En ces temps, un journal est édité sur papier, cette matière mariée à l’encre qui marque les mains mais aussi le visage si une mouche vient le chatouiller et qu’on s’aventure à la dégager. La majorité des premiers « papiers », appelés communément articles, empruntent le chemin vertical, soit le jet pur et simple dans la poubelle la plus proche, une atroce sensation de grosse faiblesse de son émetteur et pas encore auteur. Suit, après une dégradation morale bien administrée, l’étape de l’apprentissage sommaire à l’issu duquel une première publication est accordée, largement revisitée et signée de votre nom, ce qui grossit le désarroi. Situation schizophrénique : vous et pas vous en même temps. Que faire alors ? Poursuivre ou lâcher ? Les deux se chamaillent dans une tête pas encore vraiment construite pour pareille aventure. Seulement, votre signature est déjà parue et vous ne rêvez que de continuer à publier, quitte à vous faire régulièrement massacrer. L’adrénaline s’installe, le métier n’arrive pas encore à vous tutoyer. Décidant d’adopter le « j’y suis, j’y reste », vous voilà pris dans l’étrier de l’une des expressions les plus nobles de l’histoire de l’humanité.
 
Art et vilenie 

Le journalisme est une culture, une vocation, des sacrifices. A partir du moment où on l’intègre en ferme conviction, on le sert avec sérieuse légèreté, graves approches, forte implication. Le léger, le grave et le fort se construisent une identité prête à tout traduire en une force de frappe fédératrice, s’érigeant à mille lieues de ce que cette presse assimilée aux lamentables réseaux sociaux inculque à des lecteurs du dimanche, à des proies faciles à influer. Une récente race d’employés aux (mauvaises) écritures s’acharne sur tout ce qui émet lumière ou espoir, saccage le bien au profit du mal, cogne le velours en léchant le rugueux, nage dans les eaux usées en snobant l’eau de roche, se meure en croyant vivre.
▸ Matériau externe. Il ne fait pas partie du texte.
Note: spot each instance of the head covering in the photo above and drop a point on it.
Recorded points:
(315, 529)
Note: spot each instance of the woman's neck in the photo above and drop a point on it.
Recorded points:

Cette malheureuse presse, à la jouissance d’impunité criante, pousse continuellement à la haine, à la violence, au mépris de l’autre, à la fracture sociale, à la destruction de l’amour pour des idoles qui font rêver, fait cauchemarder les porteurs de projets d’avenir, promeut le chaos. Pour cette bien douteuse presse, dénigrer un grand artiste -Abdelghani Sannak- et sa carrière est un scoop ! Grotesque lorsqu’on sait que la discrétion est un art, la délation une vilenie.